Eric Rochas insiste sur le travail réalisé dans la prise en compte du bien-être animal. Pour les ovins, le système d'étourdissement par pinces s'accompagne obligatoirement d'une mesure de la perte de conscience en cas de réveil de l'animal (notamment les gros moutons) et d'un matador utilisable si besoin. Le couloir d'amené sera repris, abaissé à hauteur d'homme, construit en arrondi de façon à ce que l'animal suivant ne voye pas le précédent.
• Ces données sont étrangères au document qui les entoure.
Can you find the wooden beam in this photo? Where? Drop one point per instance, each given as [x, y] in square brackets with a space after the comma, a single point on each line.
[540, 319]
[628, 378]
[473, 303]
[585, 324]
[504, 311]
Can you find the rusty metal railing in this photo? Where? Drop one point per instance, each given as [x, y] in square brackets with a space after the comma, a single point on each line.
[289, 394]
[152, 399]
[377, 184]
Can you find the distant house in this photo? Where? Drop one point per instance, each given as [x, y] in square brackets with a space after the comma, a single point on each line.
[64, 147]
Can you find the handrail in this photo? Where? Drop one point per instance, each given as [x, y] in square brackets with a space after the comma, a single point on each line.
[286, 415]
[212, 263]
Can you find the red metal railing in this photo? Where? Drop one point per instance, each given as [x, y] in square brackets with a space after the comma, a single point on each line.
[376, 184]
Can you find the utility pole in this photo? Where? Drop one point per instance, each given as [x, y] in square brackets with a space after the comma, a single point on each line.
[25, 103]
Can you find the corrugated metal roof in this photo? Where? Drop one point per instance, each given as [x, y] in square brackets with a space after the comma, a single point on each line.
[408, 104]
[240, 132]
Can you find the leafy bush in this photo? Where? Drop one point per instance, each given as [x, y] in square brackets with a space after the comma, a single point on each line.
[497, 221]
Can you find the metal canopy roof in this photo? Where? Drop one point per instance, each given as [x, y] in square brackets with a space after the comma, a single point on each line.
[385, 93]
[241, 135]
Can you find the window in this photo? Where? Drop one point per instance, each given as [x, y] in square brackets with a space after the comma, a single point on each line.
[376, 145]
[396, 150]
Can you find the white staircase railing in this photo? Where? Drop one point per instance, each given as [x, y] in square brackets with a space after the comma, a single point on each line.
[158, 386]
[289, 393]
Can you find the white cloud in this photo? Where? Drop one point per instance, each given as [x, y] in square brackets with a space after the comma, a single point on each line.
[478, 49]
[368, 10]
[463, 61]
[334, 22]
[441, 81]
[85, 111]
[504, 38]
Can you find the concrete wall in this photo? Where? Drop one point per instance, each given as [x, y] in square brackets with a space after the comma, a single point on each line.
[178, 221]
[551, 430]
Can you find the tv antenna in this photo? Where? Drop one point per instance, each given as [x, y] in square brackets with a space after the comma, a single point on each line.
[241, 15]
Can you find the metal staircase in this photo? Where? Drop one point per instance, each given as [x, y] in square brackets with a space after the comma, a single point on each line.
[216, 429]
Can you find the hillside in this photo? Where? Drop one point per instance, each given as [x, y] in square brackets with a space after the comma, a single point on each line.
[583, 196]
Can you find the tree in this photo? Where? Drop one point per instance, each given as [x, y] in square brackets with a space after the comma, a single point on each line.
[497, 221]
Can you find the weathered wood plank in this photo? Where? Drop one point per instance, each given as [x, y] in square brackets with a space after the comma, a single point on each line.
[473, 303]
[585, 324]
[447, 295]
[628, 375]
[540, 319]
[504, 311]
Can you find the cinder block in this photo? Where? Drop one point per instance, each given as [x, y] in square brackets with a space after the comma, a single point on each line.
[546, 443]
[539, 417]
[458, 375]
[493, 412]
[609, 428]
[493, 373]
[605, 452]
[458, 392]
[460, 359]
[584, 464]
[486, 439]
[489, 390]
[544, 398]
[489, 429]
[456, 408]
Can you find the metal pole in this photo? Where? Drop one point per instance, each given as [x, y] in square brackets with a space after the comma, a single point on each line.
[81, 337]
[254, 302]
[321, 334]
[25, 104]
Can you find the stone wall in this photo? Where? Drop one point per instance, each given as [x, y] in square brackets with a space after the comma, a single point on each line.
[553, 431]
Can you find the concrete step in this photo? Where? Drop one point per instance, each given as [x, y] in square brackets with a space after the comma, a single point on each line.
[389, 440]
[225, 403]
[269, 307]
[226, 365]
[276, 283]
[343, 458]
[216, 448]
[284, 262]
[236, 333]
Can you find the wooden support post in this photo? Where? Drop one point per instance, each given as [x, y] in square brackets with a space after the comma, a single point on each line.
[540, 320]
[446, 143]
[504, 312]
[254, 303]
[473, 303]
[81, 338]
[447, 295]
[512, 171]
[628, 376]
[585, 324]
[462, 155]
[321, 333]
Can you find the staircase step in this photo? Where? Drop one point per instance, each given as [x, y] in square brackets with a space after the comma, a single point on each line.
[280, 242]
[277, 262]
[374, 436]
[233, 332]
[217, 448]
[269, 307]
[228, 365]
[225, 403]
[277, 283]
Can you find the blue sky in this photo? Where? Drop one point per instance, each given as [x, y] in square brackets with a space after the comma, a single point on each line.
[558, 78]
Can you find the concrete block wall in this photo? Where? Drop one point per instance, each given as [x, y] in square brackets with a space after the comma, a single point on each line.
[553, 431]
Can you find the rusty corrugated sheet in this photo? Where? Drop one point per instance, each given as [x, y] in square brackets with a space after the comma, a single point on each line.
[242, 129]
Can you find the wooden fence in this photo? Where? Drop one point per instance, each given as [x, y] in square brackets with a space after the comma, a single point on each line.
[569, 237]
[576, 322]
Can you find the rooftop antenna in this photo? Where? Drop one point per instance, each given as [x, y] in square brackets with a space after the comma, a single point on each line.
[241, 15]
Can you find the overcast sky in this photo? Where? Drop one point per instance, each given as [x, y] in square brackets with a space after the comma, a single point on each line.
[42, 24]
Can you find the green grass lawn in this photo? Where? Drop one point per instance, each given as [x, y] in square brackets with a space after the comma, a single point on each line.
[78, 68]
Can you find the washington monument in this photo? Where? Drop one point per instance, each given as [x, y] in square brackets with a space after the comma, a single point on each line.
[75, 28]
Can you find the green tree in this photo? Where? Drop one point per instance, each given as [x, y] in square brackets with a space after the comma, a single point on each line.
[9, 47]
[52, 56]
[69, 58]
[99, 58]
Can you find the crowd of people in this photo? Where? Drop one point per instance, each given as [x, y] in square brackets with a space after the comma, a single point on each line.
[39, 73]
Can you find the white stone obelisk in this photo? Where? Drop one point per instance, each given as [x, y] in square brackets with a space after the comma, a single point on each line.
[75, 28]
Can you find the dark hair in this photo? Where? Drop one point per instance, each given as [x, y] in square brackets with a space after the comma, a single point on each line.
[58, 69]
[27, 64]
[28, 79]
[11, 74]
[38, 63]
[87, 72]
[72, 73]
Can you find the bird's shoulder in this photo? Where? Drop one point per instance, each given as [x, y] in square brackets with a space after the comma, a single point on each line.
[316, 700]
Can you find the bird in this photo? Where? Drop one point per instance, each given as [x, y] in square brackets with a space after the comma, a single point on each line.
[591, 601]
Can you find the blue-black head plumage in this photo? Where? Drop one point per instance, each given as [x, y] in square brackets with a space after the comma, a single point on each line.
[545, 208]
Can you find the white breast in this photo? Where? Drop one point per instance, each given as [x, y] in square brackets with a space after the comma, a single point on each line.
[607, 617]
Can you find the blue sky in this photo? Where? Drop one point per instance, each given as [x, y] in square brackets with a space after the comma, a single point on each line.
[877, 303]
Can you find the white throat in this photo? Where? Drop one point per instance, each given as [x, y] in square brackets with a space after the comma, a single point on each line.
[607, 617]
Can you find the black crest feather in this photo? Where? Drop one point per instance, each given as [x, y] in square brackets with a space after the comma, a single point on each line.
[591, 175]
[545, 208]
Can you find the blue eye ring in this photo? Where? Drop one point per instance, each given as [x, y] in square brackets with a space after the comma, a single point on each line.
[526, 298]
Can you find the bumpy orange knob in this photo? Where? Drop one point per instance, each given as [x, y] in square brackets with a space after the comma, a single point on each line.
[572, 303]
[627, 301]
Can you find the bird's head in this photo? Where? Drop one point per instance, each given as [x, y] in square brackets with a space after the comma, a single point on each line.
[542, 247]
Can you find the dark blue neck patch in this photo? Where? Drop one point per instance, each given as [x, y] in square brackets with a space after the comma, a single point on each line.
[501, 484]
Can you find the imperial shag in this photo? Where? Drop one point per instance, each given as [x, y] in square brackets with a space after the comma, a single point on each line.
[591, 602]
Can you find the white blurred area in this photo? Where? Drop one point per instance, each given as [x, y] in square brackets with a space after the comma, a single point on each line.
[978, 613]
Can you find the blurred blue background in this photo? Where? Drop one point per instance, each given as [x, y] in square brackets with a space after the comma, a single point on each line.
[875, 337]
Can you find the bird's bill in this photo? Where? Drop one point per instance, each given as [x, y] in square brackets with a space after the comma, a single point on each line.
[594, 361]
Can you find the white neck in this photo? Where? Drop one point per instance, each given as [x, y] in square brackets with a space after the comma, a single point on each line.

La rénovation des amenées évitera aussi, sur la chaîne bovine, que les petits veaux ne repartent en arrière grâce à un couloir adaptable. Le piège à bovins vient d'être changé, nécessitant un investissement de 120 000 euros. Enfin, sur la chaîne porcine, un système de chicane ne laissera passer qu'un seul animal, qui après étourdissement, sera saigné couché, comme c'est le cas dans presque tous les abattoirs. Sur chaque chaîne, un rideau est installé afin que l'animal à abattre ne voit pas les autres bêtes.
Un responsable qualité a été nommé et le personnel va bénéficier de formations supplémentaires mises en place avec l'OABA*, ce qui représente une première pour un abattoir. « Notre principe est que des personnes bien formées font bien leur boulot », insiste Eric Rochas. Au-delà de la formation de base, les salariés bénéficient de temps où sont rappelés en interne les gestes appropriés au respect du bien-être animal. Cette approche a parfois réclamé un changement de pratiques parmi les salariés les plus anciens.
Isabelle Doucet
*œuvre d'assistance aux bêtes d'abattoirs est une association de défense des animaux destinés à la consommation.